FedEx Express has announced plans to install its largest rooftop solar system at a distribution hub at the Newark Liberty International Airport after several years of planning with the Port Authority of NY & NJ, Marina Energy, Solops and Ray Angelini, Inc.. When completed, the system will generate about 2.4 million kWh a year and could provide more than 15 percent of the hub’s energy needs, the company says. The three-building, 3.5-acre project will prevent about 1,807 metric tons of CO2 emissions annually and will be the airport’s first solar project.

Epic Systems, a developer of software for the health care sector and Wisconsin’s largest solar power producer, has said it will build six utility-scale wind turbines at its campus in Verona, the Journal Sentinel reports. Earlier this year, Epic completed a 2.2 MW solar installation at the campus.
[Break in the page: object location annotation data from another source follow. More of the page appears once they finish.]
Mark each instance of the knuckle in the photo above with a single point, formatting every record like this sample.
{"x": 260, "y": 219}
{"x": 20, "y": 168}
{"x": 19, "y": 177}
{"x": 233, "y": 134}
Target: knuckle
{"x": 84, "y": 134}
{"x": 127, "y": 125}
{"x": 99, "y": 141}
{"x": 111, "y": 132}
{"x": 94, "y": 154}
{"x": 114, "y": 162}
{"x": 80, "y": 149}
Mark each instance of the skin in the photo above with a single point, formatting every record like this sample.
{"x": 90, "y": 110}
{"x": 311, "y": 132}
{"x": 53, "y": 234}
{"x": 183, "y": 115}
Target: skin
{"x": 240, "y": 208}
The wind and solar energy, combined with a geothermal system that provides heating and hot water for its campus buildings, will help Epic supply 85 percent of its own energy needs by 2014, the company’s facilities director Bruce Richards told the Wisconsin State Journal.
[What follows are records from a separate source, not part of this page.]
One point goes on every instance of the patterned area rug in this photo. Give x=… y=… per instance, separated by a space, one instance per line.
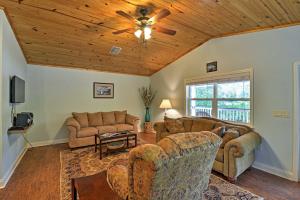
x=84 y=162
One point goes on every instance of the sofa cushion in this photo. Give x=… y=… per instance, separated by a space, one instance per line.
x=187 y=124
x=124 y=127
x=87 y=132
x=130 y=119
x=108 y=118
x=220 y=155
x=95 y=119
x=120 y=117
x=174 y=125
x=82 y=119
x=107 y=129
x=230 y=134
x=202 y=125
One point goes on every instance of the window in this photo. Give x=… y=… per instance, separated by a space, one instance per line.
x=226 y=97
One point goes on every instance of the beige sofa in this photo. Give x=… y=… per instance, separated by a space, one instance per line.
x=237 y=151
x=83 y=126
x=177 y=167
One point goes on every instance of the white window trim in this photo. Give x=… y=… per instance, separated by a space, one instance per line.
x=213 y=76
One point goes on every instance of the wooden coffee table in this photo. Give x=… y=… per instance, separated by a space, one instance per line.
x=93 y=187
x=125 y=137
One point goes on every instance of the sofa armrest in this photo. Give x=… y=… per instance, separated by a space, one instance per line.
x=159 y=127
x=243 y=144
x=161 y=130
x=143 y=158
x=73 y=122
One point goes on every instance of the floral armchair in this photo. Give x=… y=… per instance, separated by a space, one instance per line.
x=178 y=167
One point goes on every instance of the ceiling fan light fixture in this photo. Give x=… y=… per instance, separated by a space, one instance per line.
x=147 y=33
x=138 y=33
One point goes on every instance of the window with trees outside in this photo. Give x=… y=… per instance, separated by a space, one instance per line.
x=227 y=98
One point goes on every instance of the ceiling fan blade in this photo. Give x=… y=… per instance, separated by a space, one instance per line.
x=162 y=14
x=165 y=30
x=124 y=14
x=123 y=31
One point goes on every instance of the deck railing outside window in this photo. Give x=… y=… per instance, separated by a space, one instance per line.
x=228 y=100
x=227 y=114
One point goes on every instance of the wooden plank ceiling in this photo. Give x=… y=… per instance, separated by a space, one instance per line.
x=78 y=33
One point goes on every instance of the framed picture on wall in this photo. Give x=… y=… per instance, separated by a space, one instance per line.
x=103 y=90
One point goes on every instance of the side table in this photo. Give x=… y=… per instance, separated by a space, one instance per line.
x=148 y=127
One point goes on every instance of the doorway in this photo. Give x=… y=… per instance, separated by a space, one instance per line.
x=296 y=122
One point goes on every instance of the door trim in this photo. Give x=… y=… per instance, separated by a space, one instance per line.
x=296 y=120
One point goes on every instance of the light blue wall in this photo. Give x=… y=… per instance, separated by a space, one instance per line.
x=12 y=63
x=271 y=54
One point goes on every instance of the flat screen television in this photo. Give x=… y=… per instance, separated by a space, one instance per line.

The Pearl Harbor Survivors Association and other veterans are protesting the Navy’s plans to build a solar farm at the Pearl Harbor site in Honolulu, Hawaii, the Los Angeles Times reports. The planned 60,000-PV panel project would help the Navy meet the US military’s goal of supplying 50 percent of all bases’ energy with renewables by 2020, and would lower electricity costs at the Pearl Harbor facilities by about $1.5 million in the first year alone.
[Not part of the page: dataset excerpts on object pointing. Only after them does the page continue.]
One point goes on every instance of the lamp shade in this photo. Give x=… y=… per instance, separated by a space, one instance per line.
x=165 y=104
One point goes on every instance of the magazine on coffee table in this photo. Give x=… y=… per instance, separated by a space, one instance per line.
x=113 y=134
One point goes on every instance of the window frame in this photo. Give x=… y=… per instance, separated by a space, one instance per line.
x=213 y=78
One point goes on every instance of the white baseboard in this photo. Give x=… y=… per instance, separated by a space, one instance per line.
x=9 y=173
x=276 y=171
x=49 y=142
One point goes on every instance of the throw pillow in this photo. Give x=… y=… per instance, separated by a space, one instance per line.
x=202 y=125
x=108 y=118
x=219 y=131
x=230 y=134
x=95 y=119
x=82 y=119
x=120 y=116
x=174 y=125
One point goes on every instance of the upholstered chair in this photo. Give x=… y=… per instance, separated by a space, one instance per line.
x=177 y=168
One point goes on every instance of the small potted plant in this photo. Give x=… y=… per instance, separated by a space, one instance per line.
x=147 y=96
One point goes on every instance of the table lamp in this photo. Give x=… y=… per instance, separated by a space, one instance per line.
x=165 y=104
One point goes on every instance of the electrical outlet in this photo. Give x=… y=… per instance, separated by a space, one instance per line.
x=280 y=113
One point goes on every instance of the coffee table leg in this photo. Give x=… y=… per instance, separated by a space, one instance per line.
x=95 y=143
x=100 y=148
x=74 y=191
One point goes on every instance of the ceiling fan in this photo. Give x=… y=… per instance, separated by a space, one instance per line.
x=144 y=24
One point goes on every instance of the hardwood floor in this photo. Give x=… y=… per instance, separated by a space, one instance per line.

Organic restaurant La Sal Varador (pictured) on the beach of Mataró in Barcelona has achieved grid parity with a Conergy rooftop solar installation, according to the solar company. The 8 kW pilot project, installed over the summer, is the first Conergy plant in Spain that will be competitive without any subsidies, combining the restaurant’s consumption with connection to the grid. The restaurant expects to use about 95 percent of the 10,700 kWh of solar energy generated. Electricity from the rooftop installation is up to 30 percent cheaper than electricity from the grid, Conergy says.